# A Bottom-Up Field-Theoretic Framework via Hierarchical Coarse-Graining: Generalized Mode Theory

**Authors:** Jaehyeok Jin, Yining Han, Gregory A. Voth

arXiv: 2508.20025 · 2026-02-25

## TL;DR

This paper introduces a hierarchical bottom-up framework for constructing field-theoretic models of molecular liquids directly from microscopic atomistic interactions, enabling scalable simulations beyond traditional top-down approaches.

## Contribution

It generalizes the Hubbard-Stratonovich transformation to arbitrary pair potentials and develops a systematic bottom-up method for deriving field theories from atomistic models.

## Key findings

- Hierarchical coarse-graining maps atomistic interactions to field models.
- Generalized mode theory extends field-theoretic modeling to non-positive-definite kernels.
- Provides a foundation for scalable, bottom-up molecular simulations.

## Abstract

Multiscale simulations facilitate the efficient exploration of large spatiotemporal scales in chemical and physical systems, yet particle-based simulations become prohibitively expensive at time and length scales beyond the molecular level.

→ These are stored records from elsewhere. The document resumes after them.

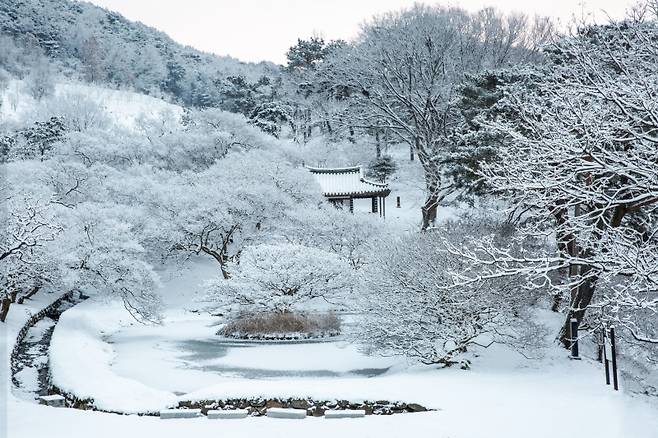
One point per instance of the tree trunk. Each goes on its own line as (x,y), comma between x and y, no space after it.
(581,299)
(4,308)
(220,259)
(378,145)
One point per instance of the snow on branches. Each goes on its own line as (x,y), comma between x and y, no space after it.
(579,162)
(280,278)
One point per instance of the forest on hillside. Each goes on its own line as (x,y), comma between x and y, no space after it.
(544,140)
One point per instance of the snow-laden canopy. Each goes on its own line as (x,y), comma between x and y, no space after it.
(347,182)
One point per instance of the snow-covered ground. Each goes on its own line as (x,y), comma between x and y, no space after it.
(122,364)
(123,107)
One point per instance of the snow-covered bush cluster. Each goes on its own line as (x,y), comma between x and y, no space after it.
(411,308)
(278,278)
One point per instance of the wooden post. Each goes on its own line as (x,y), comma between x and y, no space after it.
(613,348)
(573,336)
(606,364)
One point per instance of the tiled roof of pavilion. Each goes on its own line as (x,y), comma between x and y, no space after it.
(347,181)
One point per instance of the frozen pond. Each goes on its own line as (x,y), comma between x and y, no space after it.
(282,359)
(186,355)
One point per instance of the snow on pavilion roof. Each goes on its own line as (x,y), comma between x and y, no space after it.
(347,181)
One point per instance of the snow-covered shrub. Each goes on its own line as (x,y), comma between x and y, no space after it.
(282,325)
(279,278)
(381,168)
(412,307)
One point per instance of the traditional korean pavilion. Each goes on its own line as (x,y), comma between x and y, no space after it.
(344,184)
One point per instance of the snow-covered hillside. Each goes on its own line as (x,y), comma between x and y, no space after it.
(122,108)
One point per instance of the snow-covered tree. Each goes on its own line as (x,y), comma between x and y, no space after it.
(410,309)
(279,278)
(579,163)
(403,70)
(30,227)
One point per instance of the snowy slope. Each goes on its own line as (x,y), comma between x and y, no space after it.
(123,107)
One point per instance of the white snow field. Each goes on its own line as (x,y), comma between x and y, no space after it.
(124,107)
(129,367)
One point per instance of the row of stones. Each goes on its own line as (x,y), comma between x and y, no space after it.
(315,408)
(244,413)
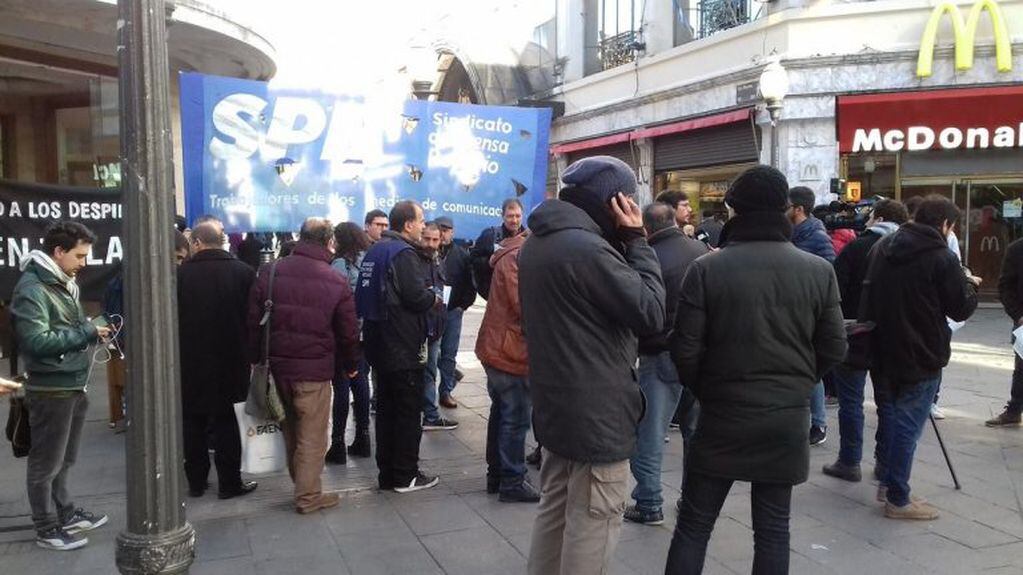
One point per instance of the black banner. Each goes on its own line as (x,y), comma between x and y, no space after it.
(26,211)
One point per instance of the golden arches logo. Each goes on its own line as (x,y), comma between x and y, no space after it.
(966,36)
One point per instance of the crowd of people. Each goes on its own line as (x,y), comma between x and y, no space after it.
(604,324)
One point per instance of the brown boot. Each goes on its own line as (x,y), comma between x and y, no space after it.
(324,501)
(1005,419)
(917,511)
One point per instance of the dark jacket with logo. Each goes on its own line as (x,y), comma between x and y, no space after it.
(811,237)
(583,303)
(482,250)
(758,323)
(458,272)
(313,322)
(913,284)
(397,340)
(674,252)
(52,332)
(213,305)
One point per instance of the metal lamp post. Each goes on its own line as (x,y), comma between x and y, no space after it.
(157,538)
(773,88)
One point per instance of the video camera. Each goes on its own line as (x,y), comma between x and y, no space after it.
(846,215)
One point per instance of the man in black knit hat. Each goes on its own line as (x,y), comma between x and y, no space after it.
(589,284)
(758,323)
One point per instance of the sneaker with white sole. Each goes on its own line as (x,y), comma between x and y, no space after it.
(56,538)
(82,520)
(419,482)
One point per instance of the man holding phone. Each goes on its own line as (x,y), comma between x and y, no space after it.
(53,336)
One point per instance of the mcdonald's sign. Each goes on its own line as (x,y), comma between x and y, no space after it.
(965,35)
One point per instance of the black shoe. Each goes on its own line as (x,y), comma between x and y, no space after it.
(82,521)
(361,446)
(439,424)
(843,472)
(535,458)
(419,482)
(336,454)
(643,518)
(57,539)
(522,493)
(245,488)
(818,435)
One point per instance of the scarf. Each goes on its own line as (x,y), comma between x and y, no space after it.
(756,226)
(883,228)
(44,261)
(597,211)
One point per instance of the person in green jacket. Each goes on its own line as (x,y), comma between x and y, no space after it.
(53,337)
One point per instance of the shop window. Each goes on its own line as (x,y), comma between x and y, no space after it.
(619,23)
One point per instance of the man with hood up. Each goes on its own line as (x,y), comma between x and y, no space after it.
(850,268)
(914,281)
(589,284)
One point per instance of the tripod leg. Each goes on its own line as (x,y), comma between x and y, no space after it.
(944,452)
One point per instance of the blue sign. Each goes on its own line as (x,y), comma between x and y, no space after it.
(264,160)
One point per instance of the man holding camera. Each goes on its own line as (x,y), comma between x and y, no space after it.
(53,336)
(914,281)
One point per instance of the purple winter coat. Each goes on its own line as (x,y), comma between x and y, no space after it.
(313,322)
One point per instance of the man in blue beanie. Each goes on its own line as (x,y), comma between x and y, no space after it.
(589,284)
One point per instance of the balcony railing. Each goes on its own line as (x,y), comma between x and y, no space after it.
(718,15)
(618,49)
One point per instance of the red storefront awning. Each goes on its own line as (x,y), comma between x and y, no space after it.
(655,131)
(959,119)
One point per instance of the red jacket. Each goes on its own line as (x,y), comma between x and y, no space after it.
(313,322)
(500,343)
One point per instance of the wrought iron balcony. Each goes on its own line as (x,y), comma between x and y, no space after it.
(618,49)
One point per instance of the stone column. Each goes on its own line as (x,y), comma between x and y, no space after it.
(157,538)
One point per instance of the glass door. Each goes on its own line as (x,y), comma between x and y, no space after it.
(994,219)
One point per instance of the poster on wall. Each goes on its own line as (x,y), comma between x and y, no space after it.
(27,210)
(265,160)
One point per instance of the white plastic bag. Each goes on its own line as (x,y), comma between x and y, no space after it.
(262,443)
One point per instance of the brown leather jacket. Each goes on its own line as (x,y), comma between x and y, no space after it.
(500,344)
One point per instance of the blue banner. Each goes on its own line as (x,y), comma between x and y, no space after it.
(264,160)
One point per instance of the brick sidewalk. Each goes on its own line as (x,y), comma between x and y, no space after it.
(456,528)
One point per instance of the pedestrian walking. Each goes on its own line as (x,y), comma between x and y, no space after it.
(312,327)
(658,378)
(53,339)
(850,269)
(589,283)
(351,244)
(758,322)
(501,349)
(213,300)
(914,282)
(395,298)
(808,234)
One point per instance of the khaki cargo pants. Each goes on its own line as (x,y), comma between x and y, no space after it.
(580,517)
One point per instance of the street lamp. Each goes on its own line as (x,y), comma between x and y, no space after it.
(773,88)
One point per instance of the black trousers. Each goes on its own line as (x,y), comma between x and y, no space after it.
(226,444)
(399,426)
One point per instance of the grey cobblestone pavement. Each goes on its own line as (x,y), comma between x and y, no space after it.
(456,528)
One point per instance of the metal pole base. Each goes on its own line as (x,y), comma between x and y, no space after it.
(168,554)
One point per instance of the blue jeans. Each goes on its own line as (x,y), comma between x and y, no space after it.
(510,409)
(702,499)
(904,414)
(430,411)
(659,382)
(359,390)
(818,412)
(849,386)
(449,351)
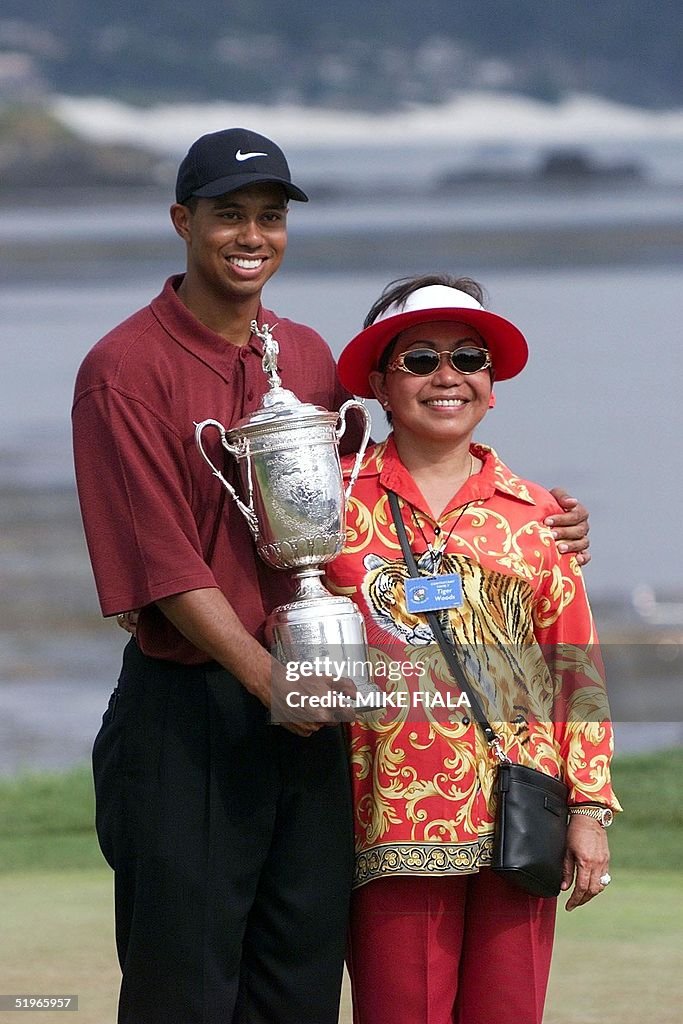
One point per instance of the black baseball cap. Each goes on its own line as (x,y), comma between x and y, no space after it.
(224,161)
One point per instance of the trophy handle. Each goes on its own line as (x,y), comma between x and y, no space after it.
(237,451)
(360,406)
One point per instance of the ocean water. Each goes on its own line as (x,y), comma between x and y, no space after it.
(597,410)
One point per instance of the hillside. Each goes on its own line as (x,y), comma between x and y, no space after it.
(350,54)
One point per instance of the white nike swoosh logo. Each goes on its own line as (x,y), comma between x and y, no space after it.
(248,156)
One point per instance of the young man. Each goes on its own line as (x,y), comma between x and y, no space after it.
(230,838)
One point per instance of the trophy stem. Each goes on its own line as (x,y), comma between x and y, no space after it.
(310,585)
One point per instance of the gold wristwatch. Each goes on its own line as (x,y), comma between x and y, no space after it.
(603,815)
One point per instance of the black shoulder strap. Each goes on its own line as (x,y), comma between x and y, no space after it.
(446,648)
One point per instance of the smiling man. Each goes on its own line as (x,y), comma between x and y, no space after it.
(230,838)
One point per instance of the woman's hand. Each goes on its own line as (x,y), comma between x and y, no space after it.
(586,860)
(570,528)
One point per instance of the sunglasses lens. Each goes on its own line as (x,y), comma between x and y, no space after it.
(469,360)
(421,361)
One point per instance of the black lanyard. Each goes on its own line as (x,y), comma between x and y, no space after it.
(446,648)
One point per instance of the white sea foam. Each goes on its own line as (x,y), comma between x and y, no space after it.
(477,118)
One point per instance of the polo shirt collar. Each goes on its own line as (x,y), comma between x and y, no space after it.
(198,339)
(494,477)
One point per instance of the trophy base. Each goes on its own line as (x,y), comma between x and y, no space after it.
(328,632)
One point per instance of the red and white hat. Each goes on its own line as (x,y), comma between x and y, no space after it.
(434,303)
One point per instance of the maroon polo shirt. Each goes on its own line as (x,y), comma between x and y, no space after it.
(151,507)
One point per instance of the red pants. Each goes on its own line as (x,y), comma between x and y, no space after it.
(469,949)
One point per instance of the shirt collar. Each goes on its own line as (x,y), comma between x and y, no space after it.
(494,476)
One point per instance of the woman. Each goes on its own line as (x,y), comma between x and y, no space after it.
(435,935)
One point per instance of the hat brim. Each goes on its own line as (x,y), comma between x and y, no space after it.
(505,342)
(222,186)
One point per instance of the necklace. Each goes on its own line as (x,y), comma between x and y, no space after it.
(435,553)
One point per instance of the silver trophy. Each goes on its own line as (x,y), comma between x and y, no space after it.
(295,505)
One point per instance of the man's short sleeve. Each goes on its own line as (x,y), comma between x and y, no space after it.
(135,494)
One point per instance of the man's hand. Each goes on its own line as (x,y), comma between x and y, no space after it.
(586,860)
(310,702)
(207,619)
(128,621)
(570,528)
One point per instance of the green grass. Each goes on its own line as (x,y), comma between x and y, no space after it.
(616,961)
(46,820)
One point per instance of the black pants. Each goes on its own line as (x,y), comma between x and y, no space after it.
(230,841)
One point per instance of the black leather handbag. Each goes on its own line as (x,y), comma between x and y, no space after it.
(529,837)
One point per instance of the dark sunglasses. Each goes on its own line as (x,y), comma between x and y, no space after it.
(423,361)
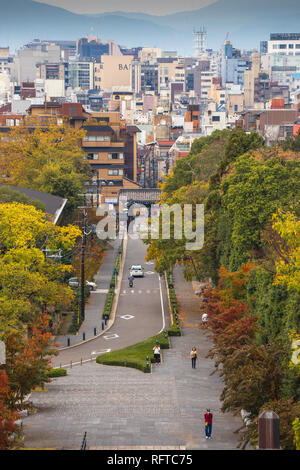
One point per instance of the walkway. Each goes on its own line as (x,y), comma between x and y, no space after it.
(94,307)
(124,407)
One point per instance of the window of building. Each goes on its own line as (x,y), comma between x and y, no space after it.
(115,172)
(115,156)
(96,138)
(92,156)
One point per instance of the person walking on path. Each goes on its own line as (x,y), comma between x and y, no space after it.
(156,352)
(208,423)
(204,319)
(193,356)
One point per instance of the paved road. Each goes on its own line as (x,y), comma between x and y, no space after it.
(120,406)
(144,307)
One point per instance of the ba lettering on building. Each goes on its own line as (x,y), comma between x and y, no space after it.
(113,71)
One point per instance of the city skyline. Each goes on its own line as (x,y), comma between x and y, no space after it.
(156,7)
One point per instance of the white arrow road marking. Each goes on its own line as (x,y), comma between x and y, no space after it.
(162,304)
(100,352)
(111,336)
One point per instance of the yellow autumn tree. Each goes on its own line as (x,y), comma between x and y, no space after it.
(287,225)
(29,279)
(48,159)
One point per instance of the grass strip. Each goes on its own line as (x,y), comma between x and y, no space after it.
(135,356)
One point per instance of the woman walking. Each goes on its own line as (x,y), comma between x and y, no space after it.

Field-theoretic simulations offer an attractive alternative, but most existing formulations rely on top-down approximations and are not systematically connected to atomistic interactions. Here, we present a hierarchical bottom-up framework for constructing auxiliary field representations of molecular liquids directly from microscopic models. We introduce a hierarchical coarse-graining framework that constructs field-theoretic models directly from atomistic liquids. The method first maps atomistic interactions to coarse-grained center-of-mass potentials and regularizes short-range divergences through a perturbative expansion in reciprocal space. Building on the auxiliary field formulation developed in polymer field-theoretic simulations, we then generalize the Hubbard-Stratonovich transformation to arbitrary pair potentials by separating positive and negative Fourier modes and introducing two auxiliary fields. The resulting generalized mode theory extends bottom-up field-theoretic modeling beyond positive-definite kernels and is compatible with existing field-theoretic sampling strategies. By combining formal derivations with numerical regularization and mode-truncation procedures, this work provides the theoretical foundation for scalable, bottom-up field-theoretic simulations of molecular systems.